Parecia que tudo estava feito, mas tinha mais. A indomável tia irrompeu pelo recinto arrastando o aparvalhado guri até onde repousava o herói num sofá, cercado de gente fardada, dizendo: “ – Olha bem para ele, este é o homem que irá para a Lua!” E insistia, com um tipo em trajes civis, que falava um português arrevesado, por um autógrafo de Gágarin. Então o cidadão alcançou-lhe uma foto, firmada pelo herói, falando no seu jeito estranho: o “ – Toma, é para o menino!” E o guri saiu do cassino com a foto e assinatura do cosmonauta, sem saber muito no que pensar e menos ainda fazer. Ele vira, cumprimentara e recebera uma recompensa inimaginável, e ele viera de longe, lá da província, e voltou, e o mundo nunca mais foi o mesmo, e o que acontecera parecia um sonho pare ele, ou mentira quando contava para os outros.

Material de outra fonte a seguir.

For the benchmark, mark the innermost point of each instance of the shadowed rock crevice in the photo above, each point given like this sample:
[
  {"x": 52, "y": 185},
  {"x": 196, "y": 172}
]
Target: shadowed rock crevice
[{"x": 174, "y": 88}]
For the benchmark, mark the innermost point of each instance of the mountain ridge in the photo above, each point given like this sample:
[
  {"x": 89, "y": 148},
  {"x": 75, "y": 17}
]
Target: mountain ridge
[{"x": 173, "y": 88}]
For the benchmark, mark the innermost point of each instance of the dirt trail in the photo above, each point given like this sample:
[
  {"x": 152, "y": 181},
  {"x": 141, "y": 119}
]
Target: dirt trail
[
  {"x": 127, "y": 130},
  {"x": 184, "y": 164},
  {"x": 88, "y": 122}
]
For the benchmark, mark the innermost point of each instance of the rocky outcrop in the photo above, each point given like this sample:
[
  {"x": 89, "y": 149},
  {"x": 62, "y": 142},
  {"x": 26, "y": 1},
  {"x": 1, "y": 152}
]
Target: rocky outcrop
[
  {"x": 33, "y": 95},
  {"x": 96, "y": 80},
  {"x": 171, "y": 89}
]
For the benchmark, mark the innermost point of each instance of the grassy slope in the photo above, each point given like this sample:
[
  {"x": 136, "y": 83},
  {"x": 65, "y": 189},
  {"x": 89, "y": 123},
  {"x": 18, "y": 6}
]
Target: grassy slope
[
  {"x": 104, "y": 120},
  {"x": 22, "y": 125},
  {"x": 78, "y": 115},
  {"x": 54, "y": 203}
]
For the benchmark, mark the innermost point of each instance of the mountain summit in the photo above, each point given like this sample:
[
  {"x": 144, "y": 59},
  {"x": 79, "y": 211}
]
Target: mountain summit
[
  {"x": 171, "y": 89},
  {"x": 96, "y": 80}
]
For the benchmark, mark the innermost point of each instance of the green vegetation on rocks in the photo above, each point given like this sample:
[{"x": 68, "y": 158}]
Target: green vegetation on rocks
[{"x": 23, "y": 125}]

Depois aconteceram os périplos de German Stephanovitch Titov, Adrian Nicolaiev e Pável Popovitch, Valery Bikowski e Valentina Teréchkova, e de outros tantos soviéticos pelo espaço sideral... E teve a Legalidade, o Plebiscito e a Redentora de 64 no Brasil... E o major Yuri Alexeiévitch Gágarin, com Ordem de Lenin e tudo, morreria num acidente aéreo experimentando um protótipo “Mig”, é o que dizem... E os americanos acabaram chegando na Lua antes dos soviéticos, mas o guri já não era mais guri, e brigava com o pai criticando a União Soviética e achando a corrida espacial uma bobagem... E, num átimo, passaram-se quase quarenta anos, e a estação orbital "Mir" despencou no Oceano Pacífico, desintegrada em chuva meteórica como que encerrando uma era, último foguetório de um mundo que não existe mais, assistida apenas por uns poucos que devem ter pensado no fim dos tempos, talvez com razão... Quem sabe? Daí a rememorança desta história, do primeiro guri brasileiro que cumprimentou o primeiro cosmonauta! Mas isso é história, ou apenas a memória de um guri que não é mais guri? Penso que sim, que é história, porque tenho a foto autografada, sou historiador de ofício, e aquele guri era eu!

* Professor de História da UFRGS

** Este é um artigo de opinião. A visão do autor não necessariamente expressa a linha editorial do jornal Brasil de Fato.